Anna Horn is always looking over her shoulder. For the bullies who torment her, for the entitled visitors at the reservation’s casino…and for the nameless, disembodied entity that stalks her every step—an ancient tribal myth come-to-life, one that’s intent on devouring her whole.
With strange and sinister happenings occurring around the casino, Anna starts to suspect that not all the horrors on the reservation are old. As girls begin to go missing and the tribe scrambles to find answers, Anna struggles with her place on the rez, desperately searching for the key she’s sure lies in the legends of her tribe’s past.
When Anna’s own little sister also disappears, she’ll do anything to bring Grace home. But the demons plaguing the reservation—both ancient and new—are strong, and sometimes, it’s the stories that never get told that are the most important.
Part gripping thriller and part mythological horror, author Nick Medina spins an incisive and timely novel of life as an outcast, the cost of forgetting tradition, and the courage it takes to become who you were always meant to be.

Wednesdays at One

A compulsively readable psychological thriller about a life upended when a mysterious woman arrives from nowhere and blurs the lines between one man’s current reality and his buried memories.

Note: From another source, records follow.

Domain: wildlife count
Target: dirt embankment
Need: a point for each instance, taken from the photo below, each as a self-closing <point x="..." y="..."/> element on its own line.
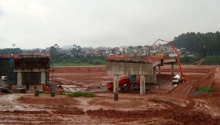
<point x="162" y="104"/>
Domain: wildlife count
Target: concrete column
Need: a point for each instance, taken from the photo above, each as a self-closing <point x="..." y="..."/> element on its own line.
<point x="43" y="78"/>
<point x="19" y="79"/>
<point x="142" y="84"/>
<point x="116" y="87"/>
<point x="172" y="68"/>
<point x="159" y="70"/>
<point x="154" y="76"/>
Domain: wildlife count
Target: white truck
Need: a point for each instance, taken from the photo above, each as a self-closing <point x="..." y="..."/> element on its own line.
<point x="4" y="78"/>
<point x="176" y="79"/>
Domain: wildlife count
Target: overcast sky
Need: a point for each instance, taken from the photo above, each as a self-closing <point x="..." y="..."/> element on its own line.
<point x="109" y="23"/>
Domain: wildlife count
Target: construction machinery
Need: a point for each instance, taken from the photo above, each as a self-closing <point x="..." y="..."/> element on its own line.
<point x="125" y="83"/>
<point x="182" y="76"/>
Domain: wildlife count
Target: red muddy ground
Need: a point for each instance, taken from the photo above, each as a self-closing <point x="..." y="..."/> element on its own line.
<point x="163" y="103"/>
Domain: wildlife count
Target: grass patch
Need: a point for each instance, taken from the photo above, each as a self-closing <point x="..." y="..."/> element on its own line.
<point x="205" y="89"/>
<point x="84" y="94"/>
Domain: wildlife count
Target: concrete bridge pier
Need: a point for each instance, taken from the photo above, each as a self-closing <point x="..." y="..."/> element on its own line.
<point x="19" y="79"/>
<point x="115" y="87"/>
<point x="142" y="84"/>
<point x="172" y="68"/>
<point x="159" y="70"/>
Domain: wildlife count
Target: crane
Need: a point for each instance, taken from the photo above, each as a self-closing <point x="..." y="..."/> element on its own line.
<point x="182" y="76"/>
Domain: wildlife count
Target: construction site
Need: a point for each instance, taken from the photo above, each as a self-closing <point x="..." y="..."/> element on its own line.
<point x="137" y="90"/>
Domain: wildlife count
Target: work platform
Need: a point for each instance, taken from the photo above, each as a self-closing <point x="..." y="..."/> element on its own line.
<point x="145" y="67"/>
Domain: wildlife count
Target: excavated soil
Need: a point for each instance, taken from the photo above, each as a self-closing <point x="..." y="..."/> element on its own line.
<point x="163" y="103"/>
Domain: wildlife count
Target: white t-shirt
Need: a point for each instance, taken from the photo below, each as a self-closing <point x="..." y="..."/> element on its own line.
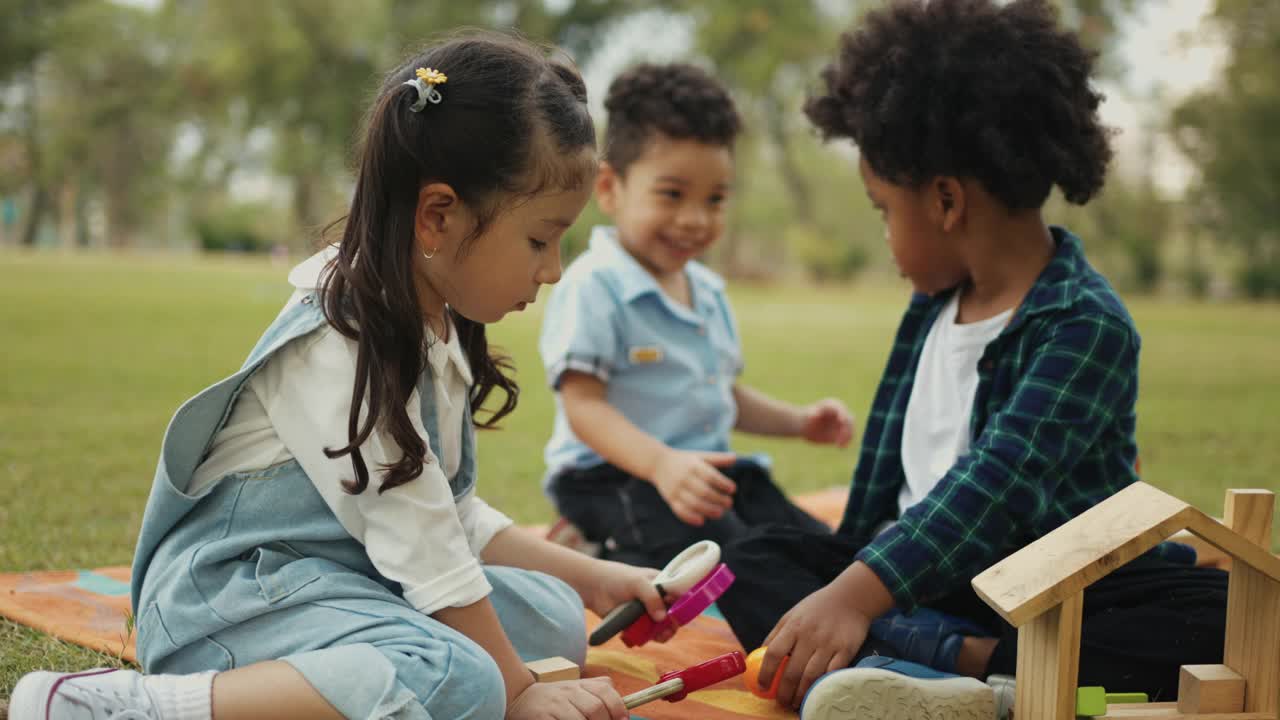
<point x="936" y="428"/>
<point x="298" y="402"/>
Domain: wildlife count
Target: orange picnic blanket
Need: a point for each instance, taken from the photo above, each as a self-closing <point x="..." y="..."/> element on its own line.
<point x="90" y="607"/>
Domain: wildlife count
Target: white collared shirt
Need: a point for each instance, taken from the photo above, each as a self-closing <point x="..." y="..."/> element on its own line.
<point x="297" y="405"/>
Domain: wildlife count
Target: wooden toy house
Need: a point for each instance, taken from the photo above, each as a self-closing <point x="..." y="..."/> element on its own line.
<point x="1040" y="591"/>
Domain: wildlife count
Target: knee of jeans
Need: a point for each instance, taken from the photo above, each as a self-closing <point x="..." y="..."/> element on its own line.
<point x="471" y="686"/>
<point x="566" y="624"/>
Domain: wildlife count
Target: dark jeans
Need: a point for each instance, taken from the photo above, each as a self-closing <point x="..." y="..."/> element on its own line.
<point x="638" y="527"/>
<point x="1141" y="623"/>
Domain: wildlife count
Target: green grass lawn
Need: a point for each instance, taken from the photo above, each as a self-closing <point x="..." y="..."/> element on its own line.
<point x="96" y="352"/>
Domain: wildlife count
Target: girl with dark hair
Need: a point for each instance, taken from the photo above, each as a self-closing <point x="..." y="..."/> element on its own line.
<point x="314" y="545"/>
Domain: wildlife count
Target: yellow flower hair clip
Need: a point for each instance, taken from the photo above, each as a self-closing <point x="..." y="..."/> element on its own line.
<point x="425" y="81"/>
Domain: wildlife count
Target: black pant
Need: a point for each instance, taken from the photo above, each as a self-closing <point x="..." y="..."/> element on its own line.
<point x="638" y="527"/>
<point x="1141" y="623"/>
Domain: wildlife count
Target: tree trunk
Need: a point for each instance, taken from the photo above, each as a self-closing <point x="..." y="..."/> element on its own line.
<point x="35" y="213"/>
<point x="39" y="192"/>
<point x="794" y="180"/>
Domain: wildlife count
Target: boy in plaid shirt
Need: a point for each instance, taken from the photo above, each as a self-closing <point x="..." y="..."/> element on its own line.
<point x="1008" y="402"/>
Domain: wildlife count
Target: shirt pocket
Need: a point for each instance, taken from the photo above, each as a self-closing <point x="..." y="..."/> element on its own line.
<point x="280" y="572"/>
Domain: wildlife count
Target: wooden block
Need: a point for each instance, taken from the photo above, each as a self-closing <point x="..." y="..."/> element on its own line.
<point x="1048" y="660"/>
<point x="1249" y="511"/>
<point x="1102" y="538"/>
<point x="553" y="669"/>
<point x="1210" y="688"/>
<point x="1079" y="552"/>
<point x="1252" y="645"/>
<point x="1253" y="605"/>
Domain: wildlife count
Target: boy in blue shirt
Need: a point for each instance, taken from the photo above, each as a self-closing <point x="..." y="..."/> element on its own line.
<point x="1008" y="405"/>
<point x="641" y="347"/>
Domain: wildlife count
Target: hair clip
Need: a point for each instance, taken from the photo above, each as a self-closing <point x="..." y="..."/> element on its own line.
<point x="425" y="82"/>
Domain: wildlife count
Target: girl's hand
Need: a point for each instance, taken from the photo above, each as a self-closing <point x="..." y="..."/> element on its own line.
<point x="828" y="422"/>
<point x="618" y="583"/>
<point x="592" y="698"/>
<point x="693" y="487"/>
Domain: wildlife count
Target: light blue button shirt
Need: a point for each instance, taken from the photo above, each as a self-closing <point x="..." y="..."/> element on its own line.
<point x="668" y="368"/>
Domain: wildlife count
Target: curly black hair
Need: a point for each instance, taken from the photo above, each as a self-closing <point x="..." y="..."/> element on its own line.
<point x="677" y="100"/>
<point x="997" y="92"/>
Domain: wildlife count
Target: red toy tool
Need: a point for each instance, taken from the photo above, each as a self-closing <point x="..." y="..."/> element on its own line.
<point x="677" y="578"/>
<point x="684" y="610"/>
<point x="673" y="687"/>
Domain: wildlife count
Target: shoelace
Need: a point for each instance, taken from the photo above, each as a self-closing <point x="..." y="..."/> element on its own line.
<point x="122" y="701"/>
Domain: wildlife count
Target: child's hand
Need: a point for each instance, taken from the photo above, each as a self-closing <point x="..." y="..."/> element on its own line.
<point x="822" y="633"/>
<point x="691" y="484"/>
<point x="828" y="422"/>
<point x="592" y="698"/>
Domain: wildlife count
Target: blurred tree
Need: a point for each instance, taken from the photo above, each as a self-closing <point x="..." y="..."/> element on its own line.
<point x="1225" y="131"/>
<point x="28" y="28"/>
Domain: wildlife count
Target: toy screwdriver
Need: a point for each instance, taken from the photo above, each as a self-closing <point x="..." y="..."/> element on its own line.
<point x="673" y="687"/>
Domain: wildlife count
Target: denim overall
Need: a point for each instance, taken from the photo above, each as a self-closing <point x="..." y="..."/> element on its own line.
<point x="257" y="568"/>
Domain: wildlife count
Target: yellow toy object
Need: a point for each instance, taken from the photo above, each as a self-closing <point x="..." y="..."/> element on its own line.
<point x="753" y="674"/>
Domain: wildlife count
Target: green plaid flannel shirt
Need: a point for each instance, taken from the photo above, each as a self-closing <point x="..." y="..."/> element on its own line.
<point x="1051" y="434"/>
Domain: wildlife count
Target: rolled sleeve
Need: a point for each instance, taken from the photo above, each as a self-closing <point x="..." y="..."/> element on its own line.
<point x="480" y="522"/>
<point x="579" y="331"/>
<point x="1083" y="373"/>
<point x="414" y="533"/>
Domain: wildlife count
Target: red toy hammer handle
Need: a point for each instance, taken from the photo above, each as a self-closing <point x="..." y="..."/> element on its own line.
<point x="705" y="674"/>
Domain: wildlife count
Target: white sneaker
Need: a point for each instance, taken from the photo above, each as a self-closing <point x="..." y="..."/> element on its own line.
<point x="91" y="695"/>
<point x="882" y="688"/>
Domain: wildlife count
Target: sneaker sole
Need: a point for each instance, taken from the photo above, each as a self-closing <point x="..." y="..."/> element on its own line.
<point x="881" y="695"/>
<point x="31" y="695"/>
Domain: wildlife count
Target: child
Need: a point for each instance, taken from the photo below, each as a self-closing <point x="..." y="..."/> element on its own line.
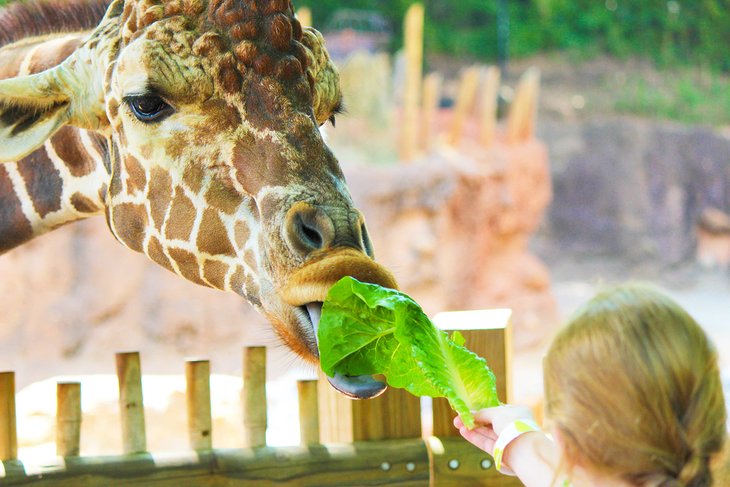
<point x="633" y="392"/>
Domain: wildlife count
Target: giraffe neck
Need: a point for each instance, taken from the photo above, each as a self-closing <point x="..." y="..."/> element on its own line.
<point x="63" y="181"/>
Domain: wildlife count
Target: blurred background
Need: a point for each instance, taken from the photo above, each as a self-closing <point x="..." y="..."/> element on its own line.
<point x="546" y="149"/>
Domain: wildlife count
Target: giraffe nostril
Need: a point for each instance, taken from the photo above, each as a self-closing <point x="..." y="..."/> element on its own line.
<point x="309" y="234"/>
<point x="366" y="242"/>
<point x="308" y="229"/>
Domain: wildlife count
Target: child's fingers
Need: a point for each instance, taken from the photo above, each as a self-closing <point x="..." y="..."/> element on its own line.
<point x="480" y="437"/>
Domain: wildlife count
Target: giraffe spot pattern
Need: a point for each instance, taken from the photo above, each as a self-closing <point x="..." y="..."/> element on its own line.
<point x="223" y="198"/>
<point x="242" y="234"/>
<point x="67" y="144"/>
<point x="215" y="273"/>
<point x="15" y="228"/>
<point x="41" y="60"/>
<point x="187" y="263"/>
<point x="238" y="280"/>
<point x="193" y="177"/>
<point x="42" y="181"/>
<point x="83" y="204"/>
<point x="182" y="217"/>
<point x="130" y="222"/>
<point x="157" y="254"/>
<point x="213" y="236"/>
<point x="159" y="195"/>
<point x="136" y="177"/>
<point x="11" y="60"/>
<point x="116" y="184"/>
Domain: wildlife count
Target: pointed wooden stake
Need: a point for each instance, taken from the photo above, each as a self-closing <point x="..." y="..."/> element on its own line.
<point x="68" y="419"/>
<point x="8" y="434"/>
<point x="200" y="424"/>
<point x="308" y="412"/>
<point x="254" y="396"/>
<point x="131" y="405"/>
<point x="522" y="113"/>
<point x="488" y="107"/>
<point x="464" y="102"/>
<point x="431" y="100"/>
<point x="413" y="29"/>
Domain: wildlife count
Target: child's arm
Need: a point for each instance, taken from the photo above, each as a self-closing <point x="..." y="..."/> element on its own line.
<point x="532" y="456"/>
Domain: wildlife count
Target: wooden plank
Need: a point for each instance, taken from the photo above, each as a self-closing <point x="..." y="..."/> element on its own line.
<point x="455" y="463"/>
<point x="413" y="37"/>
<point x="68" y="419"/>
<point x="131" y="404"/>
<point x="488" y="334"/>
<point x="254" y="396"/>
<point x="8" y="433"/>
<point x="395" y="414"/>
<point x="396" y="462"/>
<point x="200" y="423"/>
<point x="308" y="412"/>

A renowned clinical psychologist, Gregory Weber, has a seemingly idyllic life—a lovely wife, two kids, a thriving therapy practice, and a country club membership in an affluent Boston suburb. But lately, Gregory is starting to feel increasingly disconnected, retreating to his backyard shed and rebuffing any attempts of closeness with his wife and family. When a mysterious woman begins appearing in his office each week, Gregory’s life is upended and what was once clear is now thrown out of focus. Just who is this mysterious patient and how can Greg stop the lines between memory and reality from blurring completely?

Burst

Award-winning author Mary Otis of Yes, Yes, Cherries (“Amazing”—Lorrie Moore) delivers an arresting debut novel that explores the complexities between mothers and daughters, and the conflicting desires for connection and escape. Told from interwoven perspectives with writing as deft as a choreographed dance, this story delves into a mother-daughter relationship filled with immense heart in the face of heartbreak.